Mailer enjoyed quoting Kierkegaard — I have a theory that Kierkegaard is more quoted than read. And he was deeply concerned with matters of good, evil, courage, and existence. Mailer argues that it is ludicrous to contemplate a universe without an active deity and some form of an afterlife (Mailer’s money is on reincarnation).

“Carnage walks the aisles of history hand in hand with philosophy. If there is no afterworld where the contest continues, then existence is indeed absurd” (148).

Sparkling literary careers have been wrought from that absurdity (see Brecht, Vonnegut, Kafka, and the Hebrew wit who wrote the Book of Job). But a diverse group of modern writers, including Fyodor Dostoevsky, G. K. Chesterton, Graham Green, Flannery O’Connor, John Updike, W. H. Auden and T.S. Eliot, have been theists.

It is not surprising that the pugnacious novelist and raconteur would have an idiosyncratic approach to religion. Mailer submerged everything that frightened and confused him into a big, dark pit which is alternately seen as hell or his own subconscious. For Mailer, the two are deeply connected. He asks us to

“Suppose the unconscious has a root in the hereafter that our conscious mind does not”(138).

For a novelist, the subconscious is a magic and mysterious font “and you never know where your words are coming from, those divine words” (70). Mailer, who was “always a little uneasy when my work comes to me without much effort,” liked to think of his unconscious as a “separate creature”(127, 143).
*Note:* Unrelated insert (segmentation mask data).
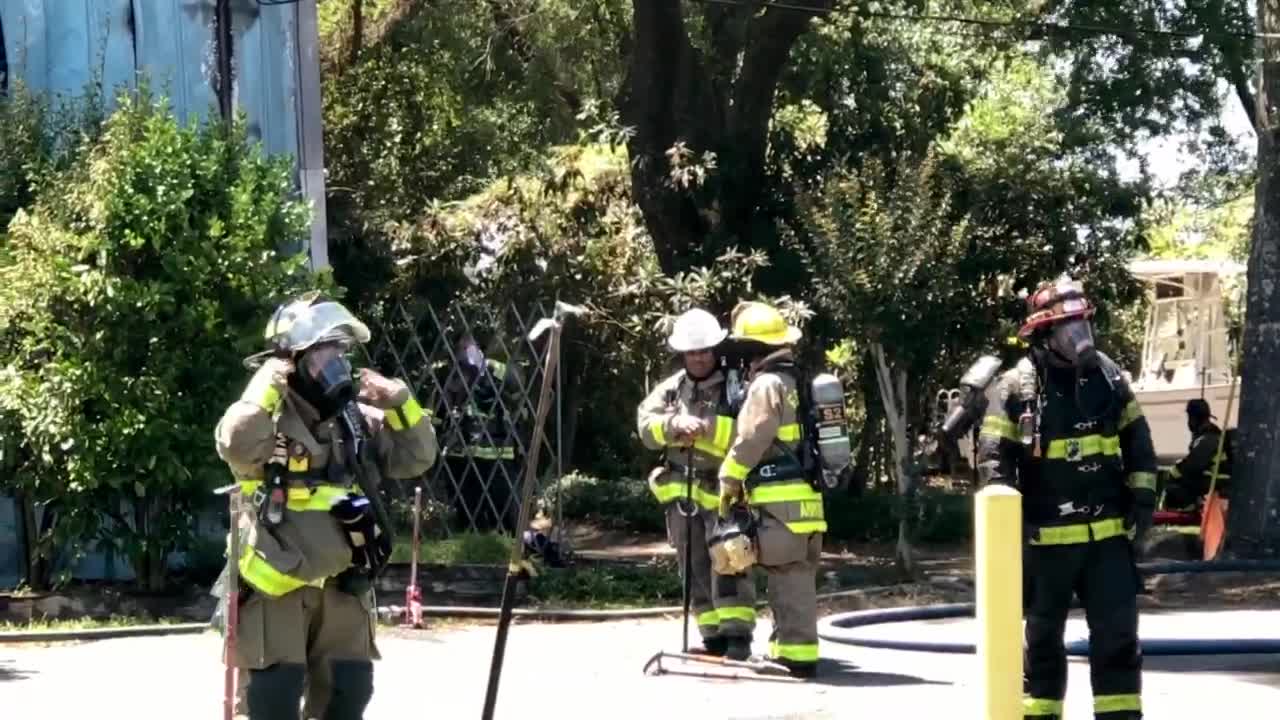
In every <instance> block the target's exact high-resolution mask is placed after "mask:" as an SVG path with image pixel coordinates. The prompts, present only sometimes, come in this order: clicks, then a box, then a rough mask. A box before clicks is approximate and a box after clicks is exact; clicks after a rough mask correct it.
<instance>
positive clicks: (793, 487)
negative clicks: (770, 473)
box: [748, 482, 822, 505]
mask: <svg viewBox="0 0 1280 720" xmlns="http://www.w3.org/2000/svg"><path fill="white" fill-rule="evenodd" d="M748 500H749V501H750V502H751V505H769V503H772V502H804V501H806V500H822V493H820V492H818V491H815V489H813V486H810V484H809V483H804V482H801V483H777V484H767V486H758V487H755V488H754V489H751V493H750V497H749V498H748Z"/></svg>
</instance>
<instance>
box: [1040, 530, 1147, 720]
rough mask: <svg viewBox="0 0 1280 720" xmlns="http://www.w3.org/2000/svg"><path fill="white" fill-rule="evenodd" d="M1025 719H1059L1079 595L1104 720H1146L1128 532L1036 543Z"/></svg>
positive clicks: (1131, 559)
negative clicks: (1067, 635) (1075, 609)
mask: <svg viewBox="0 0 1280 720" xmlns="http://www.w3.org/2000/svg"><path fill="white" fill-rule="evenodd" d="M1025 574H1027V578H1025V591H1027V592H1025V594H1027V597H1025V598H1024V605H1025V609H1027V629H1025V632H1027V634H1025V641H1027V642H1025V648H1027V651H1025V652H1027V660H1025V669H1027V670H1025V676H1024V696H1025V697H1024V701H1023V712H1024V716H1025V717H1028V719H1030V717H1036V719H1047V717H1055V719H1056V717H1061V715H1062V697H1064V694H1065V693H1066V651H1065V648H1064V643H1062V630H1064V626H1065V624H1066V614H1068V610H1069V609H1070V605H1071V597H1073V594H1075V596H1079V598H1080V603H1082V605H1083V606H1084V612H1085V619H1087V621H1088V625H1089V679H1091V684H1092V688H1093V714H1094V717H1097V719H1098V720H1121V719H1125V720H1128V719H1137V717H1142V697H1140V693H1142V650H1140V647H1139V644H1138V600H1137V596H1138V589H1139V584H1140V582H1142V580H1140V579H1139V577H1138V570H1137V566H1135V565H1134V556H1133V550H1132V547H1130V544H1129V539H1128V538H1126V537H1124V536H1116V537H1110V538H1106V539H1102V541H1091V542H1084V543H1074V544H1033V546H1028V547H1027V562H1025Z"/></svg>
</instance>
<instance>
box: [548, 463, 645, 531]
mask: <svg viewBox="0 0 1280 720" xmlns="http://www.w3.org/2000/svg"><path fill="white" fill-rule="evenodd" d="M556 495H557V487H556V486H554V484H553V486H550V487H548V488H547V489H545V491H544V492H543V502H544V503H545V506H547V507H554V502H556ZM559 498H561V502H562V503H563V505H562V507H561V510H562V512H563V516H564V519H567V520H575V521H586V523H591V524H593V525H596V527H600V528H608V529H618V530H635V532H641V533H662V532H666V528H667V524H666V523H667V521H666V515H664V514H663V511H662V506H659V505H658V501H657V500H654V497H653V493H652V492H649V486H648V483H645V480H643V479H635V478H616V479H602V478H594V477H590V475H584V474H580V473H576V471H575V473H568V474H566V475H564V477H563V478H561V480H559ZM548 514H550V512H548Z"/></svg>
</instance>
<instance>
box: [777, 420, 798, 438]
mask: <svg viewBox="0 0 1280 720" xmlns="http://www.w3.org/2000/svg"><path fill="white" fill-rule="evenodd" d="M778 439H781V441H782V442H795V441H797V439H800V423H791V424H790V425H780V427H778Z"/></svg>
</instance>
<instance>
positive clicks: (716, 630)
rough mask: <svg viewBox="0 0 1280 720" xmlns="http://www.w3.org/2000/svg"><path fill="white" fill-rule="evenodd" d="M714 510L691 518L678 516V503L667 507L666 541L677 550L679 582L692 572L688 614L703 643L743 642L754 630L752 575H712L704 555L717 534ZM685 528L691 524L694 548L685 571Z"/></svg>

The novel Nightwood is a mad dreamy reactionary assault on society written by a brilliant, confused and obviously self-loathing woman, Djuna Barnes. In the section “Watchman, What of the Night?” Dr. Matthew Mighty O’Connor argues that night time—sleep time—is when the devil does his battling. Nightwood is a bizarre and disturbing book for many reasons, but Dr. O’Connor’s rant about sleep, “that unpeopled annihilation” in many ways explains how Mailer sees his own relationship with his unconscious (95).

…the day and the night are related by their division. The very constitution of twilight is a fabulous reconstruction of fear, fear bottom-out and wrong side up. Every day is thought upon and calculated, but the night is not premeditated. The Bible lies the one way, but the night-gown the other (87).

Norman Mailer takes his craft seriously and he fears the decline of “serious” novelists such as himself because “[n]ovels that reinvigorate our view of the subtlety of moral judgments are essential to a democracy” (161). Surveying the present state of fiction in America, Mailer laments how “the smart money would bet against the serious novel”(51). (Mailer’s observation, “I don’t think Jackie Susann went to bed with Rainer Maria Rilke on her night table,” gives us an idea about his regard for un-serious novelists(49).

For Mailer, the difference between “serious” novels and bestsellers is that the latter generally do not challenge their readers:


“mega-best-seller readers want to be able to read and read and read–they do not want to ponder any truly unexpected revelations. Reality might lie out there, but that is not why they are reading”
(51).

Norman Mailer was not sanguine about the future of fiction in America, a profession that has long been plagued with “various pirates, cutthroats racketeers, assassins, pimps, rape artists, and general finks (57).” And he has even less faith in our press which produces a “[n]ausea-broth of TV pundit-heads, coming to an intellectual climax every night” (83). A co-founder of the Village Voice in 1955, Mailer is hailed as an “innovator of narrative” . Here is his portrait of the journalist’s life:

“One half is addiction, adrenaline, anecdote shopping, deadlines, dread, cigar smoke, lung cancer, vomit, feeding The Goat; the other is Aloha, Tahiti, old friends, and the free ride to the eleventh floor of the Sheraton-Chicago, Patterson-Liston Press Headquarter, everything is free.” (185).